As with your own old Aunt Maud, your computer's BIOS is something that you want to forget but is always there, lingering in the background, popping into sight only at the least convenient times. Despite its idiosyncrasies and age, despite the embarrassment it causes, the BIOS is something your computer can't live without. It defines what your computer is and keeps it in line, just as Aunt Maud defines what your family really is and her antics keep you in line (or at least tangled up in obscure legal proceedings). You'd really like to be rid of Aunt Maud, but only she knows the secret of your family's jewels, a secret someday you hope you'll wrest from her.
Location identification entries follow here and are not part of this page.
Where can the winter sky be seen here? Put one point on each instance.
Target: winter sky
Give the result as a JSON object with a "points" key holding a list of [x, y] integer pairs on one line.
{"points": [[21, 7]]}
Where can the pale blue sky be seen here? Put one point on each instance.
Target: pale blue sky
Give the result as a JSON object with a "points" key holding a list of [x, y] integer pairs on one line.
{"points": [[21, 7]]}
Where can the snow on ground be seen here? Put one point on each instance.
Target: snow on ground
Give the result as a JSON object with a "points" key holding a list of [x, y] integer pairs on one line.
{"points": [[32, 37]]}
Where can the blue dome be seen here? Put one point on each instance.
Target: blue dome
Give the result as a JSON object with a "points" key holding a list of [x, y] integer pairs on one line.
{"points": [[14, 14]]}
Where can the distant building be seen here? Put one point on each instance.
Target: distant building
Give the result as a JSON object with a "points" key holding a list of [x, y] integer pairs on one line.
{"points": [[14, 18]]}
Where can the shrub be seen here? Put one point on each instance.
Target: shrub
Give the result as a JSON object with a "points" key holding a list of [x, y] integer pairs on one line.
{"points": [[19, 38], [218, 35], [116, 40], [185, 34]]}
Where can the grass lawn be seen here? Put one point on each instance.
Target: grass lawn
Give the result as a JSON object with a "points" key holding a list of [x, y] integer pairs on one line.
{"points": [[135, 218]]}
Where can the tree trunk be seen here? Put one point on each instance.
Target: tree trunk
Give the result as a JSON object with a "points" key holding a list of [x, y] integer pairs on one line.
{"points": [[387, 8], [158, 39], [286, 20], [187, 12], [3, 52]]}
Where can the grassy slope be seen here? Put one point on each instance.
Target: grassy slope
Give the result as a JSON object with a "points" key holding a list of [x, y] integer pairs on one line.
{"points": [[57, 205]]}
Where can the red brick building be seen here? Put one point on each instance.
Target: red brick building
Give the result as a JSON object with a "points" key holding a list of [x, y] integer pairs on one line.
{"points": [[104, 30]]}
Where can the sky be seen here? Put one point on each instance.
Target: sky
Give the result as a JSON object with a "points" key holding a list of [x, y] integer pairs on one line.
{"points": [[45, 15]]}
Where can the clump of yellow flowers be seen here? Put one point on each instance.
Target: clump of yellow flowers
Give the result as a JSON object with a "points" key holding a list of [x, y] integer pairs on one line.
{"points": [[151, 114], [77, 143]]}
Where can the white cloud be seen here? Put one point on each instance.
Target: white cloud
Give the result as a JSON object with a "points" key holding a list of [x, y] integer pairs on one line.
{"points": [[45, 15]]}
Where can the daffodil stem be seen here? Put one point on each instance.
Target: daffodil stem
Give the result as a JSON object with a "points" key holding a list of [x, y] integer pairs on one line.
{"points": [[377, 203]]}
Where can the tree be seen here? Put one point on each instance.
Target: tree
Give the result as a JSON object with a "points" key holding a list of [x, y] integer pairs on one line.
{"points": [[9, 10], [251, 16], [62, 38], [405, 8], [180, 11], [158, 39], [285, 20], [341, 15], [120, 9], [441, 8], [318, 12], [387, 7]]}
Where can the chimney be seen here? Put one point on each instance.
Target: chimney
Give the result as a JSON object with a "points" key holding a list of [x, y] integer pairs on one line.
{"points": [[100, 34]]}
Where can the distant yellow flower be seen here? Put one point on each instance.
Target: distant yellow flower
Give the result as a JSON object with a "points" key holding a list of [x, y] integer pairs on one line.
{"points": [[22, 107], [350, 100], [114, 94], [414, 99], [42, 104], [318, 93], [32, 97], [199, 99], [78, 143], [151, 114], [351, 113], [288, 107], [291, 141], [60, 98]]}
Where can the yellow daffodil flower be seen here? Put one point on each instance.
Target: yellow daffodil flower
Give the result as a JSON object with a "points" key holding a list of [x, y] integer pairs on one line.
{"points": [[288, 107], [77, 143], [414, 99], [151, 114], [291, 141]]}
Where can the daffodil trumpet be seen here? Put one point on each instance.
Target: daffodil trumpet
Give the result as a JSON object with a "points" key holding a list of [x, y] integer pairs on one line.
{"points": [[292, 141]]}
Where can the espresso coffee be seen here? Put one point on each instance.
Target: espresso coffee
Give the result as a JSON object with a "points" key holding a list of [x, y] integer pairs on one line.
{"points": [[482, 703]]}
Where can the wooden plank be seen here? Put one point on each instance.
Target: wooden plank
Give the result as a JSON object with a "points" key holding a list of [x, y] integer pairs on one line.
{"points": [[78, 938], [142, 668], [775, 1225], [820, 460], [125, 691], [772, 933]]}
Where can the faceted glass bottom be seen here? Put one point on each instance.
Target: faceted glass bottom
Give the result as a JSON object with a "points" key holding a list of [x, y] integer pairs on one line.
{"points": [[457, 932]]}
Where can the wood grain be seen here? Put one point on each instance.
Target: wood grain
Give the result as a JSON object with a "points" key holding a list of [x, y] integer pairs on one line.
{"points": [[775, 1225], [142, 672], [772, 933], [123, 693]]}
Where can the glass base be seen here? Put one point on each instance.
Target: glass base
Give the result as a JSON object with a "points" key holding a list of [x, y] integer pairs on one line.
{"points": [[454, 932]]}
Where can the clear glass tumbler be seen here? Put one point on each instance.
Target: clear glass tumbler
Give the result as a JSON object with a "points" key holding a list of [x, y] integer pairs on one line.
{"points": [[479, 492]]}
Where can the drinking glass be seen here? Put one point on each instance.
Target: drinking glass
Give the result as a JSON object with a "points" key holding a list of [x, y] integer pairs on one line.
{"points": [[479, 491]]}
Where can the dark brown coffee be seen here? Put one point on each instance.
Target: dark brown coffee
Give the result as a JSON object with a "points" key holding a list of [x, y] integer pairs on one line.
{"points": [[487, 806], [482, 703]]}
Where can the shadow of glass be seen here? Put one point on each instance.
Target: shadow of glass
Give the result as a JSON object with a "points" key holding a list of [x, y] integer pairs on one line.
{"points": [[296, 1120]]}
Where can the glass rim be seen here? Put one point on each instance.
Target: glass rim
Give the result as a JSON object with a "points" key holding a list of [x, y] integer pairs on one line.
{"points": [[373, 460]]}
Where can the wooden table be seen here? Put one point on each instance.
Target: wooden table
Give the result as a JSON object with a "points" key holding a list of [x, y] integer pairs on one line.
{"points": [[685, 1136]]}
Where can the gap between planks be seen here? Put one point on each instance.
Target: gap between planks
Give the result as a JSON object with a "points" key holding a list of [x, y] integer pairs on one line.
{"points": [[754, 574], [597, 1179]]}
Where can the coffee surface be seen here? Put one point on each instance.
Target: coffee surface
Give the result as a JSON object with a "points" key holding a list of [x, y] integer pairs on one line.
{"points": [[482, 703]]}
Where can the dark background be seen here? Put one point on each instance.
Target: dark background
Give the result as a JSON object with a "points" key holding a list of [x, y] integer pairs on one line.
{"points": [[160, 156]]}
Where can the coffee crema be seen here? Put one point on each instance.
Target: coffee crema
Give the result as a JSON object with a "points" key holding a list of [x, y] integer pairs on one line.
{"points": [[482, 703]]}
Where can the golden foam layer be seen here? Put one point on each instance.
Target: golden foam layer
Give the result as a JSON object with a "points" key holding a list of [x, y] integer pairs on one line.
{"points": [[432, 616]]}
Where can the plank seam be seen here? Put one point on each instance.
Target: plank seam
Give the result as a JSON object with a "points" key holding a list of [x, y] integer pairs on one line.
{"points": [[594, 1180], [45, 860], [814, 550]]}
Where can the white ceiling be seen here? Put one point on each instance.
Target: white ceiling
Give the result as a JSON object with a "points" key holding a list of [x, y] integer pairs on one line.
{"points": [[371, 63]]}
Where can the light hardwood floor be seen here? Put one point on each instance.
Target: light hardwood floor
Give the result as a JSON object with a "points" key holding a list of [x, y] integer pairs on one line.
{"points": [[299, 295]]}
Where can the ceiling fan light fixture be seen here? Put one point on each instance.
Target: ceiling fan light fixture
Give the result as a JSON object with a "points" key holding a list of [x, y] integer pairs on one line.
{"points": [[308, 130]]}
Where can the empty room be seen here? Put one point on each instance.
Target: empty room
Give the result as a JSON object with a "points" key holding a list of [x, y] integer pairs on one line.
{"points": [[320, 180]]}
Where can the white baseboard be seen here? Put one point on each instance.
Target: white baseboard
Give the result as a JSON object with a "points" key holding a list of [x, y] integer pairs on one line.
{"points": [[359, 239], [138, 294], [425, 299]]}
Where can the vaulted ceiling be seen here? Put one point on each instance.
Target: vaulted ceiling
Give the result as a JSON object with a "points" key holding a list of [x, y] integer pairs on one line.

The BIOS of your computer lingers around like that unwelcome relative, but it also holds the secrets of your computer. You can lock it up, even build a wall around it, but it will always be there. When you switch on your computer, it laughs at you from the monitor screen, appearing in the rags and tatters of text mode before your system jumps off into modern high-resolution color. Most of what you do on your computer now sidesteps the BIOS, so you'd think you could do without it. You might never suspect that behind the scenes the BIOS of your computer tests your system, assures you that everything is okay when you start your system, helps you set up your computer so that it runs at its best, and gracefully steps out of the way when you no longer need it.
Although modern operating systems such as Windows do their best to hide the BIOS and take its place, it always lurks in the background like crazy old Aunt Maud locked in the garret. Just as Aunt Maud may ruin a dinner party when she suddenly pops up babbling about a talking moose, your BIOS bursts onto the scene when you least expect it and ruins your fun (for example, hiding half of your new hard disk).
However, your Aunt Maud might just not be as crazy as she seems, watching over you quietly from her garret, hiding in the background but working in her own mysterious ways to make sure your life goes well.